1H Computer-aided Text Analysis
Kenneth Benoit, London School of Economics and Political Science
9 - 20 July (two week course / 35 hrs)
Detailed Course Outline [PDF]
Course Content
The course is intended to survey and characterize methods for systematically extracting information from text for social scientific purposes, starting with classical content analysis methods and proceeding forward to state of the art scaling methods for estimating quantities from text using statistical methods. The course lays a theoretical foundation for text analysis but mainly takes a very practical and applied approach, so that students learn how to apply these methods in actual research. It takes as a starting point more traditional methods of content analysis but is aimed at the most recent advances in quantitative content analysis that treat words as data to be analysed using statistical tools. The course surveys several of these methods but also applies the statistical framework to more traditional non-automated coding schemes such as the Comparative Manifesto Project and the Policy Agendas Project.
Course Objectives
The course is also designed to cover many fundamental issues such as inter-coder agreement, reliability, validation, accuracy, and precision. Lessons will consist of a mixture of theoretical grounding in content analysis approaches and techniques, with hands on analysis of real texts using content analytic and statistical software.
Course Prerequisites
Ideally, students in this course will have prior knowledge in the following areas:
- A basic understanding of probability and statistics at the level of an introductory postgraduate social science course. Understanding of regression analysis is presumed;
- Familiarity with a statistical package such as Stata or (ideally) R. At a pinch, a spreadsheet could be used but a statistical package is greatly preferred, and instructional examples will use Stata and R.
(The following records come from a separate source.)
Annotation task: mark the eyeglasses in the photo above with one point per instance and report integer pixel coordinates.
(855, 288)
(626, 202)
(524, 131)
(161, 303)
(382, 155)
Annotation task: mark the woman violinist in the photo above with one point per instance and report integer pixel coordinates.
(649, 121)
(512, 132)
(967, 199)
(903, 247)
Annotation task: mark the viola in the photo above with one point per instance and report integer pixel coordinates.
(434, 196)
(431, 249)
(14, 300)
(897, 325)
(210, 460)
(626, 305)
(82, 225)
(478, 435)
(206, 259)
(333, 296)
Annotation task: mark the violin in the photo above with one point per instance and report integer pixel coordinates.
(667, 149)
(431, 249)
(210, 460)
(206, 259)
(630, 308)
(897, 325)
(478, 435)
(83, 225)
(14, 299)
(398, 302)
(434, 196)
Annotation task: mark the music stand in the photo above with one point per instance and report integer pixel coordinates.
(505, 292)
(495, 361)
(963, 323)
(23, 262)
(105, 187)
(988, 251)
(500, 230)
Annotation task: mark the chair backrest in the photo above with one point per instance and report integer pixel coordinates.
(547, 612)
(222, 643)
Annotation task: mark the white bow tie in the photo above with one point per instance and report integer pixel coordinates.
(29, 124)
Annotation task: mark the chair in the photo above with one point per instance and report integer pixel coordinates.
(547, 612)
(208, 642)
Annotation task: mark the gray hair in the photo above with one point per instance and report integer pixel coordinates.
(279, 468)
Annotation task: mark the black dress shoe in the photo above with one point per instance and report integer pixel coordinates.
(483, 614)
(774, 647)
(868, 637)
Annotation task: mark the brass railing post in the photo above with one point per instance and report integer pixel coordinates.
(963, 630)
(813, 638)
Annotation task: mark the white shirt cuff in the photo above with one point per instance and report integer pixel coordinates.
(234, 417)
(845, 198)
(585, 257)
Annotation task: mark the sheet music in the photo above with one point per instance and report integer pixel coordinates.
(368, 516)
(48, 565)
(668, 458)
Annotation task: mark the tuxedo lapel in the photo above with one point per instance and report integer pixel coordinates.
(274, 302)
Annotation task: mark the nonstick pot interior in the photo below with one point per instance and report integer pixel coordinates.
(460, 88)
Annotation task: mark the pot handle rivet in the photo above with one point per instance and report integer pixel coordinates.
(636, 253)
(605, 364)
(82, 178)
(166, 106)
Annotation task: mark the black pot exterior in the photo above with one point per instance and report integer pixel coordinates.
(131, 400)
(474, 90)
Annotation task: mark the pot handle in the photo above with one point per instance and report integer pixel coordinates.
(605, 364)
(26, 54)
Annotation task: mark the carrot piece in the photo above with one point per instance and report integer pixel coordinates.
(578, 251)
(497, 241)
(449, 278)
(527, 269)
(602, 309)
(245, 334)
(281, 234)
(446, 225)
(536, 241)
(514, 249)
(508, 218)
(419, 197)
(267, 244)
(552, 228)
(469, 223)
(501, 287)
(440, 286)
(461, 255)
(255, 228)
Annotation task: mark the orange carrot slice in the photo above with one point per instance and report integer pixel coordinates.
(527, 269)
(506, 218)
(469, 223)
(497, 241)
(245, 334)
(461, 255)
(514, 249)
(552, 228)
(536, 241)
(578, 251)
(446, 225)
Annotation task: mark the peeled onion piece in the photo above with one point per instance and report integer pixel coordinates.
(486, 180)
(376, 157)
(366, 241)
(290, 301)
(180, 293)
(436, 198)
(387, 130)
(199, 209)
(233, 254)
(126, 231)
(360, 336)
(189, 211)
- The ability to learn to use text analysis software (on a demonstration basis) such as Wordstat or MaxQDA. Neither of these are required, and no prior knowledge is assumed, but students should be willing and able to try them out. As these are both user-friendly packages and both are available in limited demonstration versions that can be freely downloaded, this should not be too difficult.
- The ability to manipulate text files using a text editor. (It does not matter which text editor you use.)
Representative Background Reading
The staple readings (as books) for this course will be Neuendorf (2002) and Krippendorff (2004). Where possible all other readings will be downloadable as pdfs from the course web pages.